Maybe I was just plain fed up with what
restaurants were coming up with for desserts
these days. I figured if I had to put
away one more small, round chocolate cake
with a liquid chocolate center, I would
go bananas. Chicago is the Twinkie capital
of the world (invented here in 1933 by
Continental Baking, the same people who
brought us Wonder Bread), so why not the
Twinkie? Indeed. It was pretty awful.
The least the restaurant could have done
was gussy that baby up a bit. Maybe sluice
it with a caramel sauce, stack some sauteed
bananas around it (the original Twinkie
had a banana filling).
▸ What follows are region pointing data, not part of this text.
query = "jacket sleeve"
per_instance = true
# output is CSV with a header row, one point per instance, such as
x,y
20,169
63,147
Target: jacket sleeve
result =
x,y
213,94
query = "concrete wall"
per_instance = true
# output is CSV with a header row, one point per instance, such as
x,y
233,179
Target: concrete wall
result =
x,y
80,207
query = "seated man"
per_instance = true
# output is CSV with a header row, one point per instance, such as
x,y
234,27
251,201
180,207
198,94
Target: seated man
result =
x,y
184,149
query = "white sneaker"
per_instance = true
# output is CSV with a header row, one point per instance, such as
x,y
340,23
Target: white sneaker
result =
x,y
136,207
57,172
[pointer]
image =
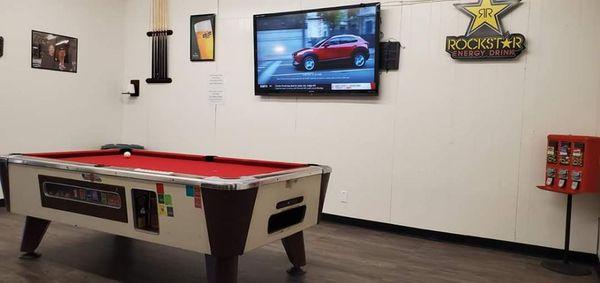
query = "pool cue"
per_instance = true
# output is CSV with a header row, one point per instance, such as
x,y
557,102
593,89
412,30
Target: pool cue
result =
x,y
152,28
160,39
165,38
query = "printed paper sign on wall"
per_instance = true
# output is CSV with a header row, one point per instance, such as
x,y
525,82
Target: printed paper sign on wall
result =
x,y
485,38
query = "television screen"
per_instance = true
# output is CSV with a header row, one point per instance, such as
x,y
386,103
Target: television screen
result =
x,y
332,51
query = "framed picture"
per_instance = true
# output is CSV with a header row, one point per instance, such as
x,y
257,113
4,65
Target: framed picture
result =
x,y
53,52
202,37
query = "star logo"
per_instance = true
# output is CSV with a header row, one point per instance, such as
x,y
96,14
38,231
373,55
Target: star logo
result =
x,y
486,13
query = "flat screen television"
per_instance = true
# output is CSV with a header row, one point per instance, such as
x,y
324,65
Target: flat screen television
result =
x,y
330,51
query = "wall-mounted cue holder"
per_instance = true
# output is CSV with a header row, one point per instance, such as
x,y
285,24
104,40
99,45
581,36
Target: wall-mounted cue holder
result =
x,y
159,57
159,33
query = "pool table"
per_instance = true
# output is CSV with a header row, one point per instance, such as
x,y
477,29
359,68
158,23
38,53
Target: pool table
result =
x,y
222,207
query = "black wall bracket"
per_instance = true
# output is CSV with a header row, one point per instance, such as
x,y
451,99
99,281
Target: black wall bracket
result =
x,y
389,55
136,88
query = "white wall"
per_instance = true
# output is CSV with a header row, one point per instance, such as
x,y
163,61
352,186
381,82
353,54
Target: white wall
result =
x,y
48,110
448,146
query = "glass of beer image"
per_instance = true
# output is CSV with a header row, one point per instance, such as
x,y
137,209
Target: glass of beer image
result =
x,y
205,38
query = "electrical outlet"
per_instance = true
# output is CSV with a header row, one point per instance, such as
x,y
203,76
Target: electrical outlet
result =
x,y
344,196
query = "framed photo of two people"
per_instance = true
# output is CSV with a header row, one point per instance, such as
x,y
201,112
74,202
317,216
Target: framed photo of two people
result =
x,y
53,52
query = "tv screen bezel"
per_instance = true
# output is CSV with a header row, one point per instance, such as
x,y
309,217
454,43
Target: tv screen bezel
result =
x,y
373,92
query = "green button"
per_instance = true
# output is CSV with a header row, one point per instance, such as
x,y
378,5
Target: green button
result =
x,y
168,200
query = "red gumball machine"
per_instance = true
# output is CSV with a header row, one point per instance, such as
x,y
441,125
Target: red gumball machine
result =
x,y
572,167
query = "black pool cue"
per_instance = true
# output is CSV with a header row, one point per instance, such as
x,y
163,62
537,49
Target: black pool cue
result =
x,y
154,40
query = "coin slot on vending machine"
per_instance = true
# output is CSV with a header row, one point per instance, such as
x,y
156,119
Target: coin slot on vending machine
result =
x,y
577,154
550,176
576,179
563,175
563,152
551,152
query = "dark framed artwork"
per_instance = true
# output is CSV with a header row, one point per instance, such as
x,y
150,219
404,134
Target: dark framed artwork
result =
x,y
53,52
202,37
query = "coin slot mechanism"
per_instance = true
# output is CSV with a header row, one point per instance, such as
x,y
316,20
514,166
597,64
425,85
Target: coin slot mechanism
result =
x,y
145,210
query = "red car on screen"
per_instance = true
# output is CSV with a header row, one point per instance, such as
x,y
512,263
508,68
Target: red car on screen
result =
x,y
346,47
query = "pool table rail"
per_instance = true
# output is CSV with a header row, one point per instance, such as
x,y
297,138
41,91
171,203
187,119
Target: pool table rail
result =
x,y
212,182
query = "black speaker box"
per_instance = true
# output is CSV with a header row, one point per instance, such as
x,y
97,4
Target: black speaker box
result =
x,y
389,55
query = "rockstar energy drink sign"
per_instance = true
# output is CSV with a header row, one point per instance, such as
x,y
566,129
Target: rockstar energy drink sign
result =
x,y
484,38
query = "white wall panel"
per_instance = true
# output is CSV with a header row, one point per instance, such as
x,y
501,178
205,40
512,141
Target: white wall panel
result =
x,y
49,110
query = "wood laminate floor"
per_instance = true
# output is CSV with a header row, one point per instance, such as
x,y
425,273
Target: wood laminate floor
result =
x,y
336,253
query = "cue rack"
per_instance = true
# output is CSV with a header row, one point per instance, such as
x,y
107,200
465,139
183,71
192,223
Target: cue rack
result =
x,y
159,34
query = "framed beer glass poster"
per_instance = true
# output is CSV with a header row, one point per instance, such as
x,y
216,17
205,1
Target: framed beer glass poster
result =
x,y
202,40
53,52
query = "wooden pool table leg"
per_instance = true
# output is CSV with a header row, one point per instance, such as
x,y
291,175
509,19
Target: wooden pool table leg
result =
x,y
294,247
35,229
221,269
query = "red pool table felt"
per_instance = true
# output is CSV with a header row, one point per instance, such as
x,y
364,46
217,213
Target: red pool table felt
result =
x,y
172,162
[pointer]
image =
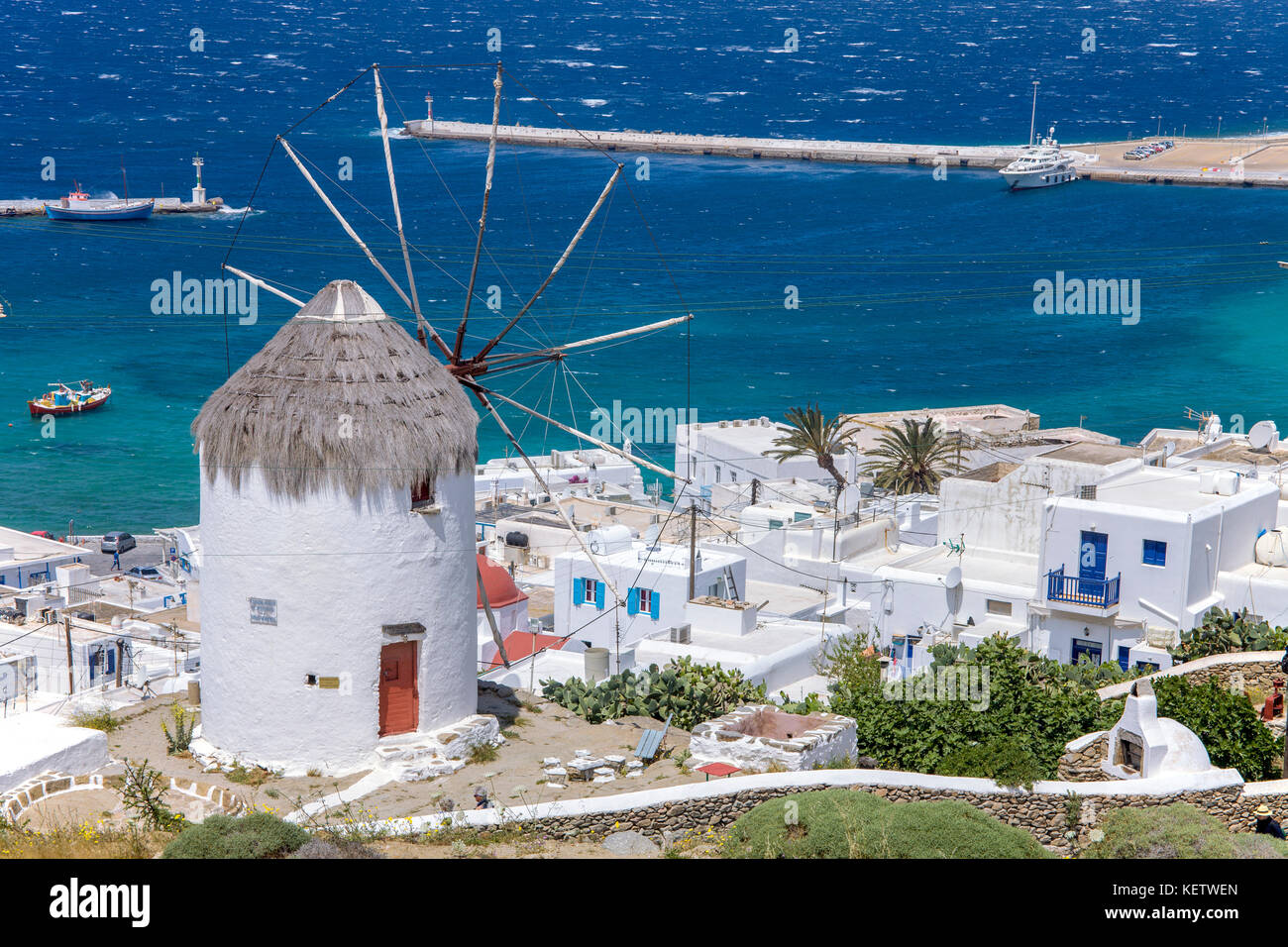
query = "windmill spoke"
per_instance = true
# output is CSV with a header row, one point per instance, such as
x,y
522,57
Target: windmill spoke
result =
x,y
545,488
478,389
487,196
558,265
344,223
421,322
263,285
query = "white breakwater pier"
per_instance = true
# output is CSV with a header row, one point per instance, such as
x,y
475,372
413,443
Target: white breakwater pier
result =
x,y
725,146
1256,161
163,205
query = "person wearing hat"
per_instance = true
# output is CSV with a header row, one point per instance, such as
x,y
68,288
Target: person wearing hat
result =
x,y
1266,823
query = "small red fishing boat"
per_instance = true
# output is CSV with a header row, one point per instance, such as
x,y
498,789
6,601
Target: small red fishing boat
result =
x,y
64,399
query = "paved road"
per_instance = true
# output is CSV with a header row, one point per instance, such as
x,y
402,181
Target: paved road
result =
x,y
143,554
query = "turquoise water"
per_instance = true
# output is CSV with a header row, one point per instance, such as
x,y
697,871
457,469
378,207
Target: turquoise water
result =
x,y
912,291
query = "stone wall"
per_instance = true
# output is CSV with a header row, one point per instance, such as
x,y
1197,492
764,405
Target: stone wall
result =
x,y
724,740
1050,812
1082,758
14,802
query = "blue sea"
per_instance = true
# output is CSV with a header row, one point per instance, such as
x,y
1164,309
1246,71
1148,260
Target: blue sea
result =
x,y
912,291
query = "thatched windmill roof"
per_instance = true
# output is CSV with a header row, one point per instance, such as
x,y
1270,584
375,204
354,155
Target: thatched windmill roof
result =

Some whipped cream.
My tongue-in-cheek rant here is relative
to one of the last impressions (coffee
aside) a restaurant leaves us with--dessert.
Recent developments in the realm of desserts
over the past year have given me hope,
sugar-coated my thoughts about the state
of sweets, the pleasures of creams (whipped
or not) and the divineness of chocolate.
This all came to me (can I evoke a Proustian
madeleine moment here?) while enjoying
a few of the sweet treats at the Julius
Meinl cafe (3601 N. Southport, 773-868-1857).
This Viennese cafe is a class act all
the way. If I owned a restaurant, I would
be carting stuff out of this place by
the truckload.
Meinl's Millennium torte (glazed with
apricot jam and chocolate ganache), topfenstrudel
(farmer's and cream cheese with golden
raisins in a flaky crust) and apfelstrudel
(apples, golden raisins, cinnamon, flaky
crust) are just a few examples of the
sweet delights here. And the whipped cream
served with some of these desserts (the
apple strudel) is so real you would want
to use it for, well, you figure it out.